PostSun Jul 01, 2012 8:38 am

Lokke Heiss wrote:
mndean wrote:
entredeuxguerres wrote:This I've never noticed; my father, consuming a carton a day wouldn't have had time to do so. (Not the Big C, incidentally, got him in the end, rather the Big A.) Once the lovely fashion of cigarette cases went the way of hats, canes, & many other good things, a smoker had no convenient hard surface to tap-tap against.


My dad was two packs a day of Winstons until he quit (in 1968!), and he never tapped, either. I first saw someone tapping a fresh pack in the 1990s. Maybe the cigarette companies are now putting less tobacco in more loosely? I know it works, it can pack the tobacco 1/8" down the cylinder or more.


How do you know? Seems like that would be a very difficult thing to measure. Or a more important question would be to give a pack of 'tapped' cigarettes and a pack of 'untapped' cigarettes to a smoker, not tell them which is which, and see if they can tell the difference.

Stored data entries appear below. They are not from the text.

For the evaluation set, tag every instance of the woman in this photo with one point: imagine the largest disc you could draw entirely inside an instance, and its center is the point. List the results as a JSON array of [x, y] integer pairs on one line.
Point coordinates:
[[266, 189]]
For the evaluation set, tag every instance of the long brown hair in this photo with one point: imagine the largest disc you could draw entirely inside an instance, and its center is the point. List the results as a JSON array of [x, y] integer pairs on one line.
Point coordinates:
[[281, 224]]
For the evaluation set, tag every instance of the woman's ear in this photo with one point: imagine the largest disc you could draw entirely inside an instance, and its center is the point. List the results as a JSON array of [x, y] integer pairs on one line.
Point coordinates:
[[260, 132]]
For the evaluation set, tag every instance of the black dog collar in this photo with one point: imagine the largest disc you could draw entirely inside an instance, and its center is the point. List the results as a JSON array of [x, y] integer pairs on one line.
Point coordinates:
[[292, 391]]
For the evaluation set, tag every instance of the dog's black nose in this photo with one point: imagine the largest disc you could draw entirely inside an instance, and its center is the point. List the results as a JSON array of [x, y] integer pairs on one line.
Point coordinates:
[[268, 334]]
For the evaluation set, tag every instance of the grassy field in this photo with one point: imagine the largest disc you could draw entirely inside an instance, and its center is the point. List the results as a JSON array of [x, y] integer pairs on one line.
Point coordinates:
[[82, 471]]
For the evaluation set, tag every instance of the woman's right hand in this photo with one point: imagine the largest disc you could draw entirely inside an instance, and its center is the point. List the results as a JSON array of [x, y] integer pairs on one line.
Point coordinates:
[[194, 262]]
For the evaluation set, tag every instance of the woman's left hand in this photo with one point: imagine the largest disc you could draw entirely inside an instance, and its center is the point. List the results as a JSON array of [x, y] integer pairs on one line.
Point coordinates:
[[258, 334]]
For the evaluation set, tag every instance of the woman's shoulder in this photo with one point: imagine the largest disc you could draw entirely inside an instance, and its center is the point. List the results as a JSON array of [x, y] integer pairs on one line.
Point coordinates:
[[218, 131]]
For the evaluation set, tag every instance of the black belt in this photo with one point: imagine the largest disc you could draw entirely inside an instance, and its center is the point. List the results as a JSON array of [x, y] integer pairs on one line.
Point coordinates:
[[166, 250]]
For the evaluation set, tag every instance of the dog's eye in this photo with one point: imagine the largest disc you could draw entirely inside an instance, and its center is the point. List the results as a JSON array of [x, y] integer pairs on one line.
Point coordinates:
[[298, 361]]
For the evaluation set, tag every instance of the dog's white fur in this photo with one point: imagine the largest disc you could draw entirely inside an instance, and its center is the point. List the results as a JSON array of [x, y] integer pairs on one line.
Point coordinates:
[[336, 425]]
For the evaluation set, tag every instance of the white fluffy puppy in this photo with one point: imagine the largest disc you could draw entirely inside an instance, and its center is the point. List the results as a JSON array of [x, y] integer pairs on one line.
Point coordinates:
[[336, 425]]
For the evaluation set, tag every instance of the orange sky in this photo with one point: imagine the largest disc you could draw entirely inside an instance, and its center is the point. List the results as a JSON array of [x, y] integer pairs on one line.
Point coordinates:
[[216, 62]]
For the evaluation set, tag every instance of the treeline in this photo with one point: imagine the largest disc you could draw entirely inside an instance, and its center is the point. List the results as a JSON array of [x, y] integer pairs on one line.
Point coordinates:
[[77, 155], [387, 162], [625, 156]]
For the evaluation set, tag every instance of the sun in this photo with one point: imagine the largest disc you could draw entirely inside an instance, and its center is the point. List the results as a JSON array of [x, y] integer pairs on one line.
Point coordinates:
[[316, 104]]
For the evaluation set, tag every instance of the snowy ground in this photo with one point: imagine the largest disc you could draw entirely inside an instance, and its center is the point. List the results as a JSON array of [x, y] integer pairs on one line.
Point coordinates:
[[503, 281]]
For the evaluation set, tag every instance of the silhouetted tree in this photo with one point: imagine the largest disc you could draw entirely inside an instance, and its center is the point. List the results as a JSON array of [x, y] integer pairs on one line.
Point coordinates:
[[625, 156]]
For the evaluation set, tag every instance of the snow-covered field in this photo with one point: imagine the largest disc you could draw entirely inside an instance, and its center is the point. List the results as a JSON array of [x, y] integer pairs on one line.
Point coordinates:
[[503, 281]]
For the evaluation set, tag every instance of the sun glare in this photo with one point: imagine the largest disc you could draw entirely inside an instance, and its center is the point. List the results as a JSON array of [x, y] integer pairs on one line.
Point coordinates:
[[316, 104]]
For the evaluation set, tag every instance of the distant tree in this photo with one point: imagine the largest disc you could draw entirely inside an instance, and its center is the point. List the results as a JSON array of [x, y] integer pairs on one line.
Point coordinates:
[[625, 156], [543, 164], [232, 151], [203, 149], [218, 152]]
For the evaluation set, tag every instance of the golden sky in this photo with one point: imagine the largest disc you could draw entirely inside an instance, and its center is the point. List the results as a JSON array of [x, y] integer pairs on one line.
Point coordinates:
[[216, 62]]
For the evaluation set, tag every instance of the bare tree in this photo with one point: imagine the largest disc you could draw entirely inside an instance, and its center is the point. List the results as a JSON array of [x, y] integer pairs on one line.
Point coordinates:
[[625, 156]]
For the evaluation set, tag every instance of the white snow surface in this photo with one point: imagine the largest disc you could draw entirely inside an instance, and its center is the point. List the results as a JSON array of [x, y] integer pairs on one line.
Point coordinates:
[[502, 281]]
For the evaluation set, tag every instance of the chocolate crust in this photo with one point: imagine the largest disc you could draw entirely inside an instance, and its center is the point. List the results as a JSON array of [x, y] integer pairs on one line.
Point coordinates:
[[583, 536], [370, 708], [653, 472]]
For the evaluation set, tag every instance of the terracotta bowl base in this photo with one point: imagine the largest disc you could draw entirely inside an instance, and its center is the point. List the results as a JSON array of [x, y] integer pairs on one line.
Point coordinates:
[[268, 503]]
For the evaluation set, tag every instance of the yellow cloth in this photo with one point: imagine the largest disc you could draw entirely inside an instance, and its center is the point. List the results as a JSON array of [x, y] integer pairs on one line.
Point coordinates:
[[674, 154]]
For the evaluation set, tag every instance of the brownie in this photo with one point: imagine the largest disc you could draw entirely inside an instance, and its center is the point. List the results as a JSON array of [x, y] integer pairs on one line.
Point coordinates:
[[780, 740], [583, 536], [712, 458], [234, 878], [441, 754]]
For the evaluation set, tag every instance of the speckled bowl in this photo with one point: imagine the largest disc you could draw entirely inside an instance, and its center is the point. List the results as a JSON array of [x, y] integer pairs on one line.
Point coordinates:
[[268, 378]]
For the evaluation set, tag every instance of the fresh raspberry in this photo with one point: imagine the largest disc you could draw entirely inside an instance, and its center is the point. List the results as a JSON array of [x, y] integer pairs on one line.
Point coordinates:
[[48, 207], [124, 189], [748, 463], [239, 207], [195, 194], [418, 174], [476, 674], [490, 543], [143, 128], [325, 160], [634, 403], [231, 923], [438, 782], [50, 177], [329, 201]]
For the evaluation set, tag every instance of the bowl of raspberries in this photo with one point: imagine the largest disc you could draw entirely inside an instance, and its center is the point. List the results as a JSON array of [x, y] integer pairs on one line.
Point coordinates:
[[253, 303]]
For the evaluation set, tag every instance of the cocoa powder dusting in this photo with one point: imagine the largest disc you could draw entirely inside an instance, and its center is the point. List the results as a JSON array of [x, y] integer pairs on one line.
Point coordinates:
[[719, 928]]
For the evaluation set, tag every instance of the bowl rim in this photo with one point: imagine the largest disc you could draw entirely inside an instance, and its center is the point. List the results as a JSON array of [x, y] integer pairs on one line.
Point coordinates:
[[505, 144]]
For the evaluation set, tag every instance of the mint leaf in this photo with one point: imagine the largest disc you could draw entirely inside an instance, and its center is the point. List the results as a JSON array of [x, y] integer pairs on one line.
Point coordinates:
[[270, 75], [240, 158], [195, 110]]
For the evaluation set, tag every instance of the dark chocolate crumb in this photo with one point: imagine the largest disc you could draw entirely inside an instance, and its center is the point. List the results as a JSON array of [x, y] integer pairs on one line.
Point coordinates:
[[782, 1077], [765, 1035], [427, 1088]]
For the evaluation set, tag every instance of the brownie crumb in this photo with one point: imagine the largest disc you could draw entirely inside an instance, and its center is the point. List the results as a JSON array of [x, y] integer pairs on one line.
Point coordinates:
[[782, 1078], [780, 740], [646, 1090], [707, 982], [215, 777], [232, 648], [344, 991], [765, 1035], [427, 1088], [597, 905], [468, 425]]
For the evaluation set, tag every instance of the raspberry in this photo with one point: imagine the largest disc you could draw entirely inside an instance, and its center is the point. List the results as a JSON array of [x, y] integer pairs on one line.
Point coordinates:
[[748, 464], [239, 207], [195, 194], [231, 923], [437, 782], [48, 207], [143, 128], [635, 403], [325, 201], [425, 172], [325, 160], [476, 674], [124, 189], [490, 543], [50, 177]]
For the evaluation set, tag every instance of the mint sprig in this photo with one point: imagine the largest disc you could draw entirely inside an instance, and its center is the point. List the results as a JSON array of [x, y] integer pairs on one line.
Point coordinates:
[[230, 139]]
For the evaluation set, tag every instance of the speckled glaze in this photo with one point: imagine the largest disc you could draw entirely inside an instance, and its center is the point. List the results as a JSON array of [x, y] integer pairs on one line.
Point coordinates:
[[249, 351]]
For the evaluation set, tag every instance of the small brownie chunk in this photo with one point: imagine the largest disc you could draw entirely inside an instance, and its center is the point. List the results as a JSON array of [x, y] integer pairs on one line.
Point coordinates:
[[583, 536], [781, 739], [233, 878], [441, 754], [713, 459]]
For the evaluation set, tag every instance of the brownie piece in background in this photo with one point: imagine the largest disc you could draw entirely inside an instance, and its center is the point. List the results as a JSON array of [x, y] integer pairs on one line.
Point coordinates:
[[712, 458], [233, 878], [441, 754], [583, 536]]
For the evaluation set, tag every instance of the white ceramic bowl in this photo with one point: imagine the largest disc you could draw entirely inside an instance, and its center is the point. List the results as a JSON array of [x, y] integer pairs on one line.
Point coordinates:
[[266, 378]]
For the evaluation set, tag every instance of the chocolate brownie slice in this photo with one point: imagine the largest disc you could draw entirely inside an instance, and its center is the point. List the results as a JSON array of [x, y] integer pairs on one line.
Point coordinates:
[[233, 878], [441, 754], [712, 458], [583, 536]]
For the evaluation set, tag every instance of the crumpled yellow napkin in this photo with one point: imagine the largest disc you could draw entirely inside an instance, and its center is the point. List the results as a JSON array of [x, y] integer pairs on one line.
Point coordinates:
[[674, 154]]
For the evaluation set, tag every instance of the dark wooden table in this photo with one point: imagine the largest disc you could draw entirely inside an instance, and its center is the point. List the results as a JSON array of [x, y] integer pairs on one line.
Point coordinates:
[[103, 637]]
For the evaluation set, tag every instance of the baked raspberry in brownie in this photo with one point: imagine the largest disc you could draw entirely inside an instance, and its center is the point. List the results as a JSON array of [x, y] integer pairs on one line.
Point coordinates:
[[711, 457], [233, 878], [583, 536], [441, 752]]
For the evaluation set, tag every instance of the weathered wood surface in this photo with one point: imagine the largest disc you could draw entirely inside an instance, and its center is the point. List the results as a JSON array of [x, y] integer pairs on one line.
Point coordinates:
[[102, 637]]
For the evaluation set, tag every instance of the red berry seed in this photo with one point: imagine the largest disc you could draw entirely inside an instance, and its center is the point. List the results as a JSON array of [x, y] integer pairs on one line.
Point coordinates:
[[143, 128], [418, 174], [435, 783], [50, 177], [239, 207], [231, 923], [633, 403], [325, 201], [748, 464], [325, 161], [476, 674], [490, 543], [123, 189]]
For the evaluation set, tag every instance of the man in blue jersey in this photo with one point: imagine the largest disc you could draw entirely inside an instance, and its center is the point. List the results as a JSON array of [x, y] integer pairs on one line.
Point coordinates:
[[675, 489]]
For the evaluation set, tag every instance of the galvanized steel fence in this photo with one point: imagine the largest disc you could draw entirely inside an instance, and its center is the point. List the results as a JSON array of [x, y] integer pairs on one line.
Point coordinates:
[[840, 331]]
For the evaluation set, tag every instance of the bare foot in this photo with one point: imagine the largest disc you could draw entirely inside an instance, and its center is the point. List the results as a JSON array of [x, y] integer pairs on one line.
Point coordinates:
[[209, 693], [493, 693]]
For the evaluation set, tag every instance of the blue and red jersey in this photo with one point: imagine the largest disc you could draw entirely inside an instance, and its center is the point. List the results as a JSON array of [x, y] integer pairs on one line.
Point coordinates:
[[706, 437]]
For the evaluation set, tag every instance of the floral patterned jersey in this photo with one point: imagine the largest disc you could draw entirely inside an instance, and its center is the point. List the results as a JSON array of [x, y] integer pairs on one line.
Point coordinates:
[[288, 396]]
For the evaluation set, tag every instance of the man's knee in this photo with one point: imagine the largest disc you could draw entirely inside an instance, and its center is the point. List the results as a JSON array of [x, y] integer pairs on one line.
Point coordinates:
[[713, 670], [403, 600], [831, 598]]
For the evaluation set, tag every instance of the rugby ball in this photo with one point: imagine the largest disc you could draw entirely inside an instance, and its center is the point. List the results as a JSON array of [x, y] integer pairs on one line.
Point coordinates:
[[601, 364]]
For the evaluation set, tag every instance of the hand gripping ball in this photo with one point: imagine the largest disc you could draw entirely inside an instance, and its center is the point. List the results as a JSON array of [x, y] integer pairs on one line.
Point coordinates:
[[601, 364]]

I saw a friend do it with a hard pack of GPC 100s and I was amazed at the space between the tobacco and the end of the paper cylinder. The next time he bought a pack I had him demonstrate it again, showing how much difference there was. It happened in the late 1990s, so I don't know if they're made any different now. Taste? Ask a smoker, I never was one and even the guy who showed it to me quit smoking.